Feel Me

March 12 – 18th, 2006

This week your ability to channel certainty into people’s lives is especially strong. When someone comes to you with a physical or emotional problem, your certainty can be a Lighthouse guiding them out of their darkness.

But be careful that your “certainty” is not just a mask for insensitivity.

I have a story about someone who approached me with a realization about this very idea. He had a friend who went for a physical exam and discovered he had colon cancer. He told the friend, “Don’t worry, it’s going to be okay. Trust the Light, scan Zohar, do more acts of sharing, and you’ll overcome this.”

But in retrospect, he realized how insensitive he was being. He didn’t stop for a minute to feel his friend’s pain or to acknowledge the difficult situation he was going through. He didn’t come to his friend’s level.

Being a positive channel for certainty involves understanding the pain of other people. Only then can you bring them to a point of trusting the Light.

You have to feel their pain as if it were your own, rather than jumping to give advice.

As I’ve said in recent Tune Ups, advice is our biggest vice. Sometimes there is a time to just listen and empathize and keep your mouth shut. If you do this, you’ll know the right time to offer solutions on using the Light of the Creator to make things happen. And it doesn’t necessarily have to be in the same conversation.

If you want them to “get it,” you’ve got to “get it” too.

Think about the positive channels in your life. Chances are they are the people who will sit and cry with you when the chips are down. It’s their actions that show they care, not their words. I recently read an interesting statistic that says 55% of communication is non-verbal. To me this means that you can push the Kabbalah rhetoric until you’re blue in the face, but if you don’t demonstrate the love, the message will get lost in the ether.
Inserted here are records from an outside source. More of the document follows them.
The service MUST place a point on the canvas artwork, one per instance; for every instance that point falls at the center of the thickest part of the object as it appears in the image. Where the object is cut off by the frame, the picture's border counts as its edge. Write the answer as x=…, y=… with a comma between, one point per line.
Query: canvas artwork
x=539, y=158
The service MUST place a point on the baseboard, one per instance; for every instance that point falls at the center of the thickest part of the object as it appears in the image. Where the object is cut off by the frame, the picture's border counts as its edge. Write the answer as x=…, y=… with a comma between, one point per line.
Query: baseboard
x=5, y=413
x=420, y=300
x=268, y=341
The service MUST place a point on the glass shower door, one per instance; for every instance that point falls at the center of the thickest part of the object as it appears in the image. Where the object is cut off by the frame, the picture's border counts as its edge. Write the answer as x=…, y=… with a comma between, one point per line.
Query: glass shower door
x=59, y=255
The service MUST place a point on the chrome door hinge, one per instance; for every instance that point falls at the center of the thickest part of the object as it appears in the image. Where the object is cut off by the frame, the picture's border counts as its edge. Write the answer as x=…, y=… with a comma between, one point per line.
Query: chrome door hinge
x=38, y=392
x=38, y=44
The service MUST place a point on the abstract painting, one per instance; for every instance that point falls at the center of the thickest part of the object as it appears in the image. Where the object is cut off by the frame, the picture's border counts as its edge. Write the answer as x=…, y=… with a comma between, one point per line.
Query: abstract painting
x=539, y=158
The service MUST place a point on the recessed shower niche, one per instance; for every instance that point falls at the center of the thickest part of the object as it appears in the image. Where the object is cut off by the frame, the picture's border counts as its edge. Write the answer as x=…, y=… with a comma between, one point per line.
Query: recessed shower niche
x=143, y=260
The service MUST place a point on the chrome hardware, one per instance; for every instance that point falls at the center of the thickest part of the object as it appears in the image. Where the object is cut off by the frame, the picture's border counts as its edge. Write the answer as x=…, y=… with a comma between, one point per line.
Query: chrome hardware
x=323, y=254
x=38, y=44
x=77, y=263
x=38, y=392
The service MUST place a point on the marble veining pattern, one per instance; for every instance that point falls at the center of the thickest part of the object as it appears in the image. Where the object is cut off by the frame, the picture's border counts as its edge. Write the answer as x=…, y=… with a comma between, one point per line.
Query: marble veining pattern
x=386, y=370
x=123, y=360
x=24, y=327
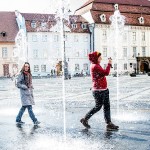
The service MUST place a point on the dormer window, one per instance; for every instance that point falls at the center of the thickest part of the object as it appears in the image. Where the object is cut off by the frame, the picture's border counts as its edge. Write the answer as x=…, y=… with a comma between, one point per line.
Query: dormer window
x=103, y=18
x=43, y=24
x=84, y=26
x=3, y=34
x=74, y=26
x=141, y=20
x=116, y=6
x=33, y=24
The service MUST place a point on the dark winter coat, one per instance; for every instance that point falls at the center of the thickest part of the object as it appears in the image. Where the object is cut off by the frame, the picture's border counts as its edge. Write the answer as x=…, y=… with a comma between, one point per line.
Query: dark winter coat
x=98, y=74
x=26, y=93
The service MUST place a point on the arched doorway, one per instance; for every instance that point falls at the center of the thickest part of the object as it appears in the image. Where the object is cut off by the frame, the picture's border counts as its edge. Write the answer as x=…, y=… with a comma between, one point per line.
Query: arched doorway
x=144, y=66
x=59, y=68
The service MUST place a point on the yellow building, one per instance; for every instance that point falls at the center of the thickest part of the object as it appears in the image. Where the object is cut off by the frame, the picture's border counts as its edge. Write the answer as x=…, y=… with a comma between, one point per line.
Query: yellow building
x=8, y=32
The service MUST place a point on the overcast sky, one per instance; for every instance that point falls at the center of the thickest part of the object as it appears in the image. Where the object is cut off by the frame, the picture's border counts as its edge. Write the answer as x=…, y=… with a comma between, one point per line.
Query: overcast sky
x=36, y=6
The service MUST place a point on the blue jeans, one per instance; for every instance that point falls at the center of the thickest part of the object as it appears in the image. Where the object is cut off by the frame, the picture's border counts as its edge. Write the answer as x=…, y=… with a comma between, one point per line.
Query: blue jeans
x=101, y=99
x=30, y=111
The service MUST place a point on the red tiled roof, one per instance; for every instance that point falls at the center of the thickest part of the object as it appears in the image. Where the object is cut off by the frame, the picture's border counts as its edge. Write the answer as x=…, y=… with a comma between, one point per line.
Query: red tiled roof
x=50, y=20
x=127, y=2
x=130, y=18
x=9, y=25
x=131, y=9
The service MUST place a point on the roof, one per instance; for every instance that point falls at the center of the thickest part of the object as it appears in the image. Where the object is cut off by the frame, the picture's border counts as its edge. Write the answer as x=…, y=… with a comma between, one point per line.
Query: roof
x=131, y=9
x=50, y=21
x=9, y=25
x=126, y=2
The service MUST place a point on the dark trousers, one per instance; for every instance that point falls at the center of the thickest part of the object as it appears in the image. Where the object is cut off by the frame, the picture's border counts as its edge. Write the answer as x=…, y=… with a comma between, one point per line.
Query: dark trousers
x=101, y=99
x=30, y=111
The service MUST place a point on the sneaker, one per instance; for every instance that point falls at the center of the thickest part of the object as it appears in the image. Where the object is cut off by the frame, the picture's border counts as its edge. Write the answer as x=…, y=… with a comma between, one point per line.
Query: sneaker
x=85, y=123
x=37, y=122
x=111, y=127
x=20, y=122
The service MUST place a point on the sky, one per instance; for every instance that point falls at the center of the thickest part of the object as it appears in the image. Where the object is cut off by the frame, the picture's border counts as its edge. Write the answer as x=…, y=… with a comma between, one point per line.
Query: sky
x=36, y=6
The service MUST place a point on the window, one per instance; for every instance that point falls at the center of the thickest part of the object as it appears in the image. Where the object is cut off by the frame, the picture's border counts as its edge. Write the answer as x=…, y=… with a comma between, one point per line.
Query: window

In ancient times, the Cohanim (the healing class of the Israelites) would heal and cleanse an impure person by taking on the person’s impurity for a day. In a sense, you have to do the same. If not, the person you want to help won’t feel that you genuinely care about him or her and will remain closed to your words.

Here is a story from my brother Michael’s book Becoming Like God that drives this point home:

A man once made the long journey to his teacher to bring him sad news: The man had a son whose medical condition had become grave, and doctors had given up hope. Without his teacher’s intercession, the son would surely die. “Is there anything you can do to help?”

The master began to pray and meditate, trying everything in his power, but after hours of effort, he turned sadly to his student. ”I’m sorry,” he said, “but the gates of heaven are closed. There is nothing I can do for your son.”

The man was desolate. He got on his horse and began traveling home. As evening fell, he heard a horse galloping behind him. He turned around and saw his master. Immediately, he thought perhaps the master had been able to open up the gates of heaven after all.

“What’s the news?” he asked eagerly. “I’m sorry,” said the master, “the gates of heaven are still closed. But after you left, I realized that even if I cannot help you with my prayers and meditations, at least I can cry with you. That is why I have come.”

The two men sat together on a rock by the side of the road and wept.
All the Best,
Yehuda

72 Name of the Week





My motivation of self-interest, ulterior motives, and hidden agendas give way to pure acts of friendship, unconditional love, and giving.

When I take myself out of the way, I create a space for true and loving friends, joy and fulfillment.